Many problems in mathematics and its multifarious applications lead to strikingly similar - universal - questions pertaining to random structures. The geometry of random structures is often fractal. Such structures occur particularly in statistical and quantum field theory, with magnetisation and quantum gravity as examples.
The Centre of Excellence in Randomness and Structures investigates such phenomena. The Centre’s specific goal is to understand the analytical and geometric characteristics of random structures. As this research requires expertise in a number of mathematical fields, the Centre of Excellence will bring together a new generation of leading mathematicians to solve these problems.
Random structures also make an unexpected appearance in number theory, including the structure of the sequence of prime numbers. As the noted mathematician Paul Erdős stated: "God may not play dice with the universe, but something strange is going on with the prime numbers." Among other things, the Centre of Excellence explores the random nature of multiplicative functions and the Riemann zeta function.

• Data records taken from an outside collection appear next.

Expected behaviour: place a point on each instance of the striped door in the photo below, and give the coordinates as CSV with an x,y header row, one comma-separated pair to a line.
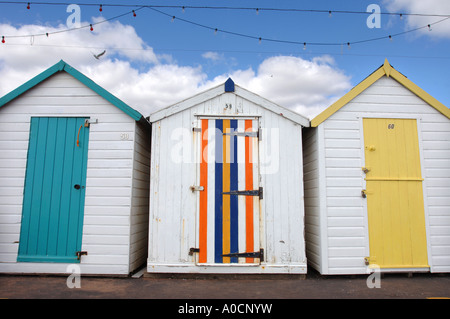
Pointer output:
x,y
228,220
53,205
395,206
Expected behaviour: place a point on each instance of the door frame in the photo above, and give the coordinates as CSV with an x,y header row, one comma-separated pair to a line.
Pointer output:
x,y
80,217
197,147
360,116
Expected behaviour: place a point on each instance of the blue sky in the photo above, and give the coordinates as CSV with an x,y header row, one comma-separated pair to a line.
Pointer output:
x,y
152,61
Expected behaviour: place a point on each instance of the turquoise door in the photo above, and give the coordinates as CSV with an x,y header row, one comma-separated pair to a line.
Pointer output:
x,y
54,191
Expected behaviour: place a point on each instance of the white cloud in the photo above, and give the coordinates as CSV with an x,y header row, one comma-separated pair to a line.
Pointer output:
x,y
148,82
440,30
305,86
214,56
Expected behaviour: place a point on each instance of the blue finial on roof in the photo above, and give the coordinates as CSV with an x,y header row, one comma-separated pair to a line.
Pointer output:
x,y
229,85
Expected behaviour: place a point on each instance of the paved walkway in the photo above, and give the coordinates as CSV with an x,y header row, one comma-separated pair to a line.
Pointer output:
x,y
314,286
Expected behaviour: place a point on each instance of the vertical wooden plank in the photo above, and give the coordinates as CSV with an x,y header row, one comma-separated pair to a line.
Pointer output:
x,y
242,200
218,193
226,188
57,187
211,190
234,213
28,187
47,187
203,223
249,200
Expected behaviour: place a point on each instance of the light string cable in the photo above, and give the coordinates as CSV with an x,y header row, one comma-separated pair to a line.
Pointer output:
x,y
390,36
88,25
257,9
154,8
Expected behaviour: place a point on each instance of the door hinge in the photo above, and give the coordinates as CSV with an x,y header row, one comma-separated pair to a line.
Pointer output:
x,y
80,253
88,122
197,188
257,134
258,192
256,254
193,250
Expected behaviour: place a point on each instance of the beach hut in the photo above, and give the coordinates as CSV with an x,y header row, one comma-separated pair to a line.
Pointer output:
x,y
377,180
74,178
226,189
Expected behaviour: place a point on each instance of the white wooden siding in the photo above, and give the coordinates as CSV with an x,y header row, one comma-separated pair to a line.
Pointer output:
x,y
173,206
346,212
106,231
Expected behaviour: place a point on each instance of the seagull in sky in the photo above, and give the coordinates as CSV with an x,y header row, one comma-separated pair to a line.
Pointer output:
x,y
97,56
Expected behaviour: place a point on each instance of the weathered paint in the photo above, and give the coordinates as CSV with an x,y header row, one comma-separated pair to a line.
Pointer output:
x,y
395,207
336,216
277,222
115,219
52,216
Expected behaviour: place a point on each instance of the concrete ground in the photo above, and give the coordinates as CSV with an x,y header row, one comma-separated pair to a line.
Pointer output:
x,y
312,286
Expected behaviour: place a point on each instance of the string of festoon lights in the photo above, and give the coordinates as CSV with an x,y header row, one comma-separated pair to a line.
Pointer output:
x,y
134,8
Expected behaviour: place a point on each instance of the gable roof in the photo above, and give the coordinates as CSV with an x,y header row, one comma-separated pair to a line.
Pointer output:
x,y
385,70
229,87
63,66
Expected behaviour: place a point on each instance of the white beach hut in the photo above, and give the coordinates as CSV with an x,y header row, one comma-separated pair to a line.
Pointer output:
x,y
377,180
74,178
226,192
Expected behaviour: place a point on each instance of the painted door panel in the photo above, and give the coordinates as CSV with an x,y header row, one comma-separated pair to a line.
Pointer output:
x,y
52,215
395,206
228,223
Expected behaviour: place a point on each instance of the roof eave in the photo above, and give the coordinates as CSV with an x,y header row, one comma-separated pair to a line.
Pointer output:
x,y
385,70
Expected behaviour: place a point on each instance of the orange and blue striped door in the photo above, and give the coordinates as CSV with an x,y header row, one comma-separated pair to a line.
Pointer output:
x,y
228,222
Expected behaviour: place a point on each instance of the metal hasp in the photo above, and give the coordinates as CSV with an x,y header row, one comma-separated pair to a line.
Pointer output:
x,y
258,192
257,254
80,253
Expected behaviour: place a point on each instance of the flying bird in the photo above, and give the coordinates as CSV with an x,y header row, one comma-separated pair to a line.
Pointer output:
x,y
97,56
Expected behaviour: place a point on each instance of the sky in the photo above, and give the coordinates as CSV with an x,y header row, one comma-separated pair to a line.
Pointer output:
x,y
167,53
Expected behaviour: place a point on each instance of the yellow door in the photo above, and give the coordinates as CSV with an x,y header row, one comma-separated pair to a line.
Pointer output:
x,y
395,207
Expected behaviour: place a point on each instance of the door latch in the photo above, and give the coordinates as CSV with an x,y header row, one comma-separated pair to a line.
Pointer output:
x,y
364,193
257,254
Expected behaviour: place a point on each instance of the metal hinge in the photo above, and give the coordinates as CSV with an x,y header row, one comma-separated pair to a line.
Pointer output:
x,y
258,192
257,134
88,122
193,250
80,253
256,254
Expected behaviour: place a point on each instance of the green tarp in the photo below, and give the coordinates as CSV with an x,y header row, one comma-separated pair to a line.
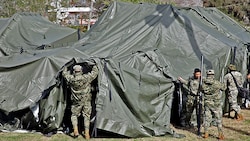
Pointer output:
x,y
140,50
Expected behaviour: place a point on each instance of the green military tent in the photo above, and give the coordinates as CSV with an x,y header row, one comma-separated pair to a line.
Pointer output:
x,y
140,50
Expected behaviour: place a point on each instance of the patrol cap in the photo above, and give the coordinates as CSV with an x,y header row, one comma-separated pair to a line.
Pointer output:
x,y
77,68
210,72
231,67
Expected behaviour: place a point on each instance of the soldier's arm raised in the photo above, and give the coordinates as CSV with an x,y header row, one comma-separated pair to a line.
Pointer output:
x,y
66,74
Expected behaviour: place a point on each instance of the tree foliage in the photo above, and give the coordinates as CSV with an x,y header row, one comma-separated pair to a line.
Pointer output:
x,y
238,9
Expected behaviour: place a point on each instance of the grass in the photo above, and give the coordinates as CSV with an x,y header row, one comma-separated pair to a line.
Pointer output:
x,y
233,131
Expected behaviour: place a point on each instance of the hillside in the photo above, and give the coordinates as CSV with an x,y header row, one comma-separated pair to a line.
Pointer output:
x,y
237,9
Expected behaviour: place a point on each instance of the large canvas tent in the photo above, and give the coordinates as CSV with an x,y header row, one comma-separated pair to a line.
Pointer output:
x,y
140,50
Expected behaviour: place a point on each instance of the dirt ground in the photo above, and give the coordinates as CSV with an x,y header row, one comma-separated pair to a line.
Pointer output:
x,y
233,131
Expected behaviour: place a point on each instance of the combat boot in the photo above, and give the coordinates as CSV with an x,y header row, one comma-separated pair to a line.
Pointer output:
x,y
239,117
206,135
221,136
87,136
76,133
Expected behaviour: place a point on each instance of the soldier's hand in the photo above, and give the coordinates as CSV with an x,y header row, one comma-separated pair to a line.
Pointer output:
x,y
180,79
65,68
90,62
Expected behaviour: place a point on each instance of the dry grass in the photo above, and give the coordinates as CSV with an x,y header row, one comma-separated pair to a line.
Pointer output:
x,y
233,130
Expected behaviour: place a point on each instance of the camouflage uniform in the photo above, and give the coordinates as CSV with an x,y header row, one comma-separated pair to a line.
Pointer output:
x,y
190,112
212,102
81,94
232,89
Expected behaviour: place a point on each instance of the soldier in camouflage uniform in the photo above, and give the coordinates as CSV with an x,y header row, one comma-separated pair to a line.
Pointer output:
x,y
232,91
192,86
211,89
80,95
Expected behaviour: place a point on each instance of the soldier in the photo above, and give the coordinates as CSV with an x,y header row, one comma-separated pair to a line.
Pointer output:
x,y
246,84
80,95
232,91
212,103
192,85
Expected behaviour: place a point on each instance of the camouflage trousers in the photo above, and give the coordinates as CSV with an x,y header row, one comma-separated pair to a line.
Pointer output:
x,y
213,112
83,106
191,111
233,101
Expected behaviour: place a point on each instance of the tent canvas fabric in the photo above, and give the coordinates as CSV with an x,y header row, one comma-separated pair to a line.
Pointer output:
x,y
140,50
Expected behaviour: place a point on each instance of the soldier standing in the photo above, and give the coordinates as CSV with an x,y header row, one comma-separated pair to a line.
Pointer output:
x,y
80,95
192,85
245,101
232,91
212,103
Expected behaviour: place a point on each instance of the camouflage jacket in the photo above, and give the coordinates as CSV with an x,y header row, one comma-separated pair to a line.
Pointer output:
x,y
211,89
80,83
229,81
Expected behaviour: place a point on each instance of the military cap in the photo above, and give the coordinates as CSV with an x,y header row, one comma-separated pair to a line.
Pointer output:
x,y
210,72
77,68
231,67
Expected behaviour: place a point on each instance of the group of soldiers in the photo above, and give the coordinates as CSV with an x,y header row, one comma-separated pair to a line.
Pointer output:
x,y
211,89
212,102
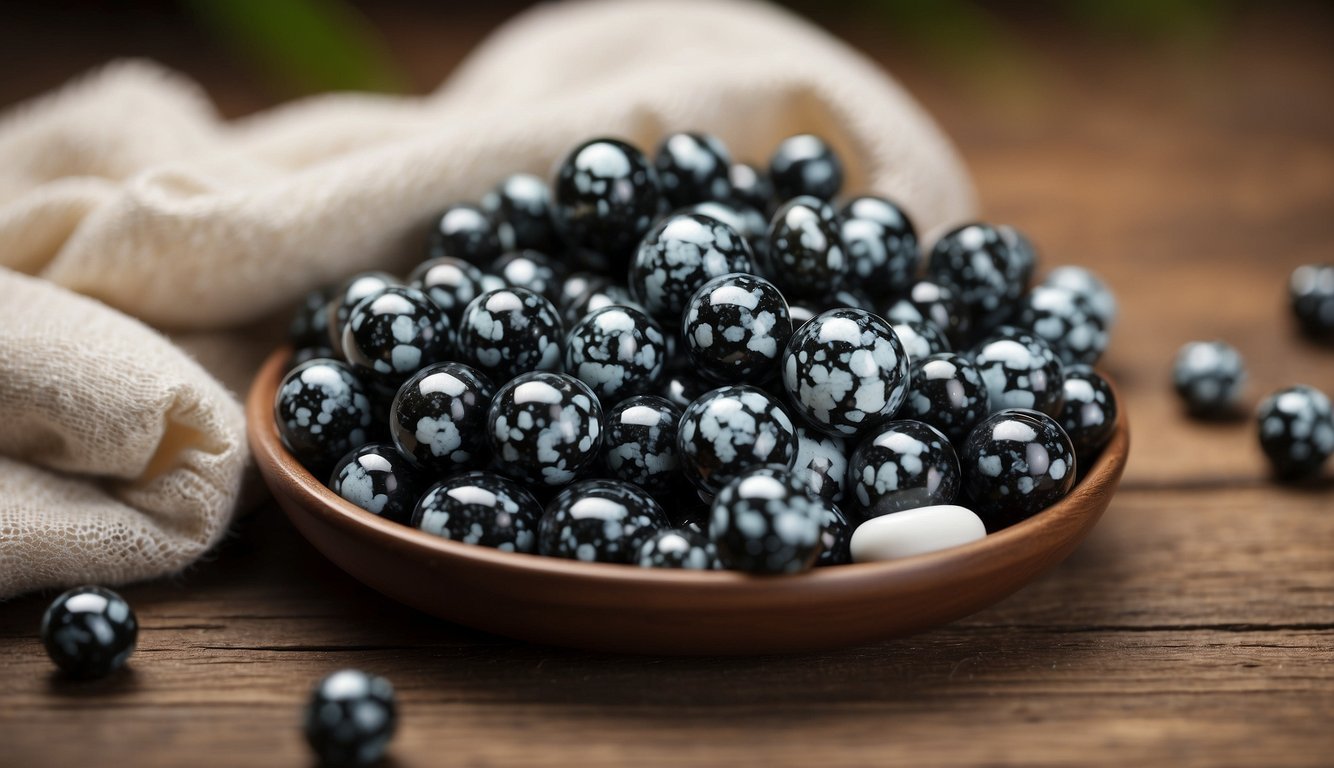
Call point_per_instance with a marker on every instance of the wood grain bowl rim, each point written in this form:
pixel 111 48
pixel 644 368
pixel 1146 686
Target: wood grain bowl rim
pixel 995 550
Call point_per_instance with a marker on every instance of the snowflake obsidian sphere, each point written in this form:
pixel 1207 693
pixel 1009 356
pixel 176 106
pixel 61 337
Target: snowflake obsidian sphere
pixel 544 428
pixel 846 372
pixel 731 430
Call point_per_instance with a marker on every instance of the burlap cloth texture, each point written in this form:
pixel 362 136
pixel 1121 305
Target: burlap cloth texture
pixel 142 238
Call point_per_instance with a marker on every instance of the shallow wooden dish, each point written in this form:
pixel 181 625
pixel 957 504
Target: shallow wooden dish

The Centre will also develop new analytical and geometric methods aimed at understanding, for example, how macroscopic laws of nature follow from microscopic ones. Prospective applications of fundamental importance are in atmospheric (e.g. aerosol particle condensation) and lithosphere (e.g. water percolation in rocks) physics.
The Centre of Excellence also conducts research aimed directly at producing applications by developing high-dimensional statistics as well as randomised algorithms and their geometric understanding for the purposes of computational applications and machine learning.

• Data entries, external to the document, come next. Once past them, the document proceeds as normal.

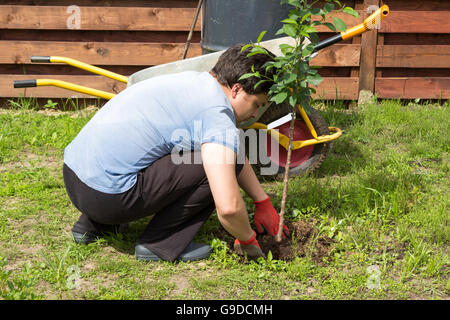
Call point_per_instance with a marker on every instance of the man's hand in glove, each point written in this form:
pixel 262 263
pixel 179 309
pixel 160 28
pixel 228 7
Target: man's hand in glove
pixel 250 248
pixel 266 218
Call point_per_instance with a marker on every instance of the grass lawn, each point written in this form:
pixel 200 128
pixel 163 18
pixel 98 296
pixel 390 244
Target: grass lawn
pixel 382 196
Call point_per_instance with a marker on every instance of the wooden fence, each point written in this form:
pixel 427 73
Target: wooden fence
pixel 408 57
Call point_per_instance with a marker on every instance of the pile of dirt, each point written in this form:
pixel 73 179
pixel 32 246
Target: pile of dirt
pixel 304 240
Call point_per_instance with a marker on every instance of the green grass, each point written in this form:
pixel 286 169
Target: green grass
pixel 381 194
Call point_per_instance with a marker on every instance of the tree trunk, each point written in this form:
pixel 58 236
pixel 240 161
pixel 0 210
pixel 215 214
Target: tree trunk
pixel 279 236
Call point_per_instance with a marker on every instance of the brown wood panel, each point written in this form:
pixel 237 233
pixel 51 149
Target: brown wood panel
pixel 337 89
pixel 418 56
pixel 368 51
pixel 96 82
pixel 108 3
pixel 104 53
pixel 416 22
pixel 412 88
pixel 430 39
pixel 418 5
pixel 340 55
pixel 97 18
pixel 98 35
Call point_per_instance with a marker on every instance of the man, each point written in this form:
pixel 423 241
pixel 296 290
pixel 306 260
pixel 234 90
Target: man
pixel 121 166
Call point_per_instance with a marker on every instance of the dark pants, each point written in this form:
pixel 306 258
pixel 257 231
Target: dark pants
pixel 177 194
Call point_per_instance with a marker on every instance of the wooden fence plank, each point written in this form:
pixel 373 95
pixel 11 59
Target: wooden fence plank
pixel 416 22
pixel 142 54
pixel 98 53
pixel 412 88
pixel 368 53
pixel 97 18
pixel 339 55
pixel 96 82
pixel 417 56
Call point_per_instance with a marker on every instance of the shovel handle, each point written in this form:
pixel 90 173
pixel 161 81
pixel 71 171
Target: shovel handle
pixel 25 83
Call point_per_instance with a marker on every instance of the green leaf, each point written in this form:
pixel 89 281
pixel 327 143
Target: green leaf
pixel 259 82
pixel 314 79
pixel 309 29
pixel 290 30
pixel 279 98
pixel 339 24
pixel 330 26
pixel 289 21
pixel 351 11
pixel 316 12
pixel 308 50
pixel 285 48
pixel 246 47
pixel 328 7
pixel 261 35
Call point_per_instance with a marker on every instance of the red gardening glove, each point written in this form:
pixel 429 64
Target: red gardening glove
pixel 267 219
pixel 250 248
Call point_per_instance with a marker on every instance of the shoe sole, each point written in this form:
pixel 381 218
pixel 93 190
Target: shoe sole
pixel 83 238
pixel 200 254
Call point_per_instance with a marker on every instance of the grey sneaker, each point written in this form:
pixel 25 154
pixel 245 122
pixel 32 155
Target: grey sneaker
pixel 194 251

The Centre of Excellence in Randomness and Structures is headed by Professor Eero Saksman. In addition to the University of Helsinki, the research groups comprising the Centre of Excellence are active at Aalto University, the University of Jyväskylä and the University of Turku.
Our research

In recent years, the probabilistic point of view has become increasingly important in a wide range of important problems in pure and applied quantitative sciences. A notable example of this is random geometry, which studies random geometrical objects that arise in classical and quantum statistical physics. Our teams have been at the forefront of mathematical developments in random geometry, which have made Finland a major international center in this new vibrant field. In FiRST, we will continue our groundbreaking work in analytic number theory on the probabilistic nature of arithmetic functions, and will bring therein the latest advances in geometric and harmonic analysis. Finally, homogenization and general multiscale stochastic analysis are ubiquitous tools in mathematical statistical physics, and their development is one of our primary interests.

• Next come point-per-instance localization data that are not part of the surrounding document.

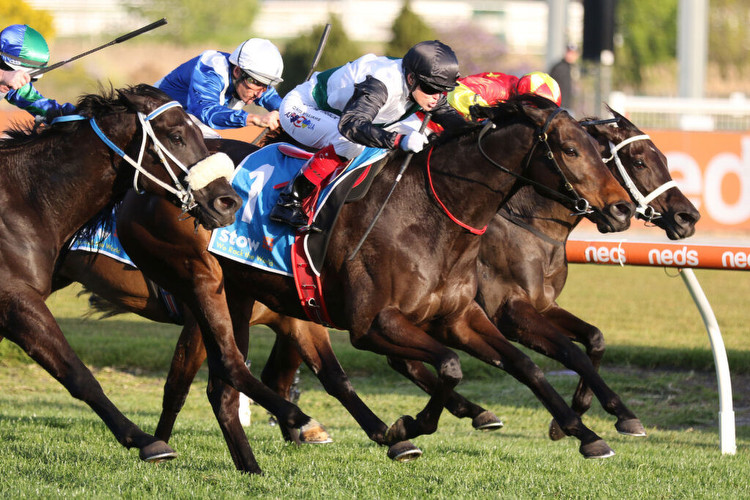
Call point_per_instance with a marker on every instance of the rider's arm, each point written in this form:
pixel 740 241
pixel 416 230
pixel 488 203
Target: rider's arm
pixel 29 99
pixel 270 99
pixel 357 116
pixel 204 98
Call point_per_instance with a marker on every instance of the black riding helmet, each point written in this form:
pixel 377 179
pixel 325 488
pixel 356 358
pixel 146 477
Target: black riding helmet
pixel 434 66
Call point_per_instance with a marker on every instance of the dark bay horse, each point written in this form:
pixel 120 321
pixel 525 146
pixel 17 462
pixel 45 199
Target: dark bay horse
pixel 127 289
pixel 409 292
pixel 522 270
pixel 54 180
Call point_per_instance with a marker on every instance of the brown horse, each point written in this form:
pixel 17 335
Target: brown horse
pixel 54 180
pixel 128 290
pixel 409 292
pixel 523 269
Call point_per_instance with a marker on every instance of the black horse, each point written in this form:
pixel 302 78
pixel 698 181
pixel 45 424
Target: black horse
pixel 54 180
pixel 409 292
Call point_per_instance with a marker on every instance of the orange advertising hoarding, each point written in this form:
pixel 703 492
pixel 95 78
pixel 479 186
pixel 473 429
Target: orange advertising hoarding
pixel 713 170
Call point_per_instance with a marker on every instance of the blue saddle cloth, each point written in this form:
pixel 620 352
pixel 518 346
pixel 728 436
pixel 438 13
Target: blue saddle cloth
pixel 105 242
pixel 253 238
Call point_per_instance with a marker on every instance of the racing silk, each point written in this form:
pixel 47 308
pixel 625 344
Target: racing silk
pixel 204 87
pixel 29 99
pixel 484 89
pixel 369 94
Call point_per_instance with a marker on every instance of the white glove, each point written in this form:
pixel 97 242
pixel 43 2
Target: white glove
pixel 413 141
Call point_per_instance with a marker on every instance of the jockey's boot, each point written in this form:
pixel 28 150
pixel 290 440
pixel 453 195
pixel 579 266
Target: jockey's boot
pixel 288 208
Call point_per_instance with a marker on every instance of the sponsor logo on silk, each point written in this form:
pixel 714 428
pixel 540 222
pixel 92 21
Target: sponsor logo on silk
pixel 300 121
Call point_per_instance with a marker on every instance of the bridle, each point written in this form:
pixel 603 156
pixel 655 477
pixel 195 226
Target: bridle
pixel 643 210
pixel 183 193
pixel 580 205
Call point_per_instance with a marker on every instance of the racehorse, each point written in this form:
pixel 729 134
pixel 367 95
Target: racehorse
pixel 127 290
pixel 522 269
pixel 409 292
pixel 54 180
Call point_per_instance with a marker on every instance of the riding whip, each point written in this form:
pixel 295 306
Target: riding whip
pixel 127 36
pixel 316 59
pixel 405 164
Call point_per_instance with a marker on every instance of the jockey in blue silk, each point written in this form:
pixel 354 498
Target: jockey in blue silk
pixel 23 49
pixel 214 86
pixel 344 109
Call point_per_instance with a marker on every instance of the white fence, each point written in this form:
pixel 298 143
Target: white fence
pixel 684 113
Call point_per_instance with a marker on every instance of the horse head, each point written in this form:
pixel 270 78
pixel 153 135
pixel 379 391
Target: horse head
pixel 642 168
pixel 171 158
pixel 563 162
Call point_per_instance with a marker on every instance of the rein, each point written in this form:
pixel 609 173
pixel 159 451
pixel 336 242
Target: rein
pixel 183 194
pixel 472 230
pixel 644 210
pixel 580 205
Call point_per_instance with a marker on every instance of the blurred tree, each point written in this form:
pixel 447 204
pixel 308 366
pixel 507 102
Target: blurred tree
pixel 224 23
pixel 19 12
pixel 478 50
pixel 647 33
pixel 408 29
pixel 729 36
pixel 299 52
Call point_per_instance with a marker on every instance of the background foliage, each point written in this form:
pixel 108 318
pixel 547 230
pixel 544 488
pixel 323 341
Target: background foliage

An essential part of the CoE research is applications of cutting-edge mathematics in physical sciences as well as to statistics. Particular goals of the CoE include mathematical modelling of rock structures in view of applications to geothermal energy and improvement of the predictive accuracy of coagulation-fragmentation models in our pioneering work on "atmospheric mathematics", as well as development of stochastic algorithms applied in machine learning.